302. L'avant-dernier alinéa de notre article réserve le cumul des dommages-intérêts avec la satisfaction principale autorisée par les alinéas précédents (comp. c. civ. fr., art. 1145; c. civ. ital., art 1222). En effet, cette satisfaction peut n'être pas complète, et, en tout cas, elle sera souvent tardive et le retard seul est presque toujours préjudiciable. Dans le cas de l'exécution par un tiers, le créancier pourra n'avoir pas les mêmes avantages que si l'exécution était venue du débiteur; enfin, dans le cas où il y a eu destruction de ce qui avait été fait en contravention à l'obligation, il sera rare que le préjudice soit complétement réparé par cette destruction. Mais il ne faudrait pas croire, prenant à la lettre l'article 1145 du Code français (reproduit textuellement par l'article 1221 du Code italien), que la destruction de ce qui a été fait ne suffira jamais et sera toujours accompagnée de dommages-intérêts: le véritable sens de cette disposition sera donné à la Section suivante (v. n° 304).

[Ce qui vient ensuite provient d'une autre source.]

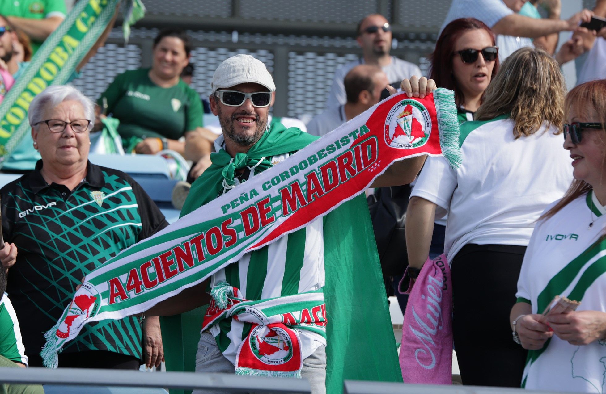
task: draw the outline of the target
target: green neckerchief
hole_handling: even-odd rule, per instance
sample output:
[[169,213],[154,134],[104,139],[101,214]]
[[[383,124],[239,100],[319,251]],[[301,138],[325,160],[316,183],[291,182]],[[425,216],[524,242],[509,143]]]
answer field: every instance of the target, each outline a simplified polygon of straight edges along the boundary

302 bis. La loi n'aurait pas suffisamment pourvu à la garantie des droits du créancier, en lui donnant une action directe pour l'exécution et une action subsidiaire ou même cumulative en dommages-intérêts, si elle ne lui assurait encore l'exécution des condamnations prononcées contre le débiteur: il faut recourir, comme dernière sanction, à la saisie et à la vente forcée des biens de celui-ci, et, par la distribution du prix, le créancier pourra arriver à une satisfaction plus ou moins complète. Mais ces voies d'exécution forcée, qui sont le complément et l'issue finale des poursuites, appartiennent évidemment à la procédure civile à laquelle renvoie le dernier alinéa de notre article.
----------
(a) De là l'axiome: " Personne ne peut être directement contraint à faire," nemo prcecisè cogi potest ad factum; ce qui est aussi vrai d'une contrainte de fait que d'une contrainte de droit.
(b) Cette convention est très fréquente au Japon.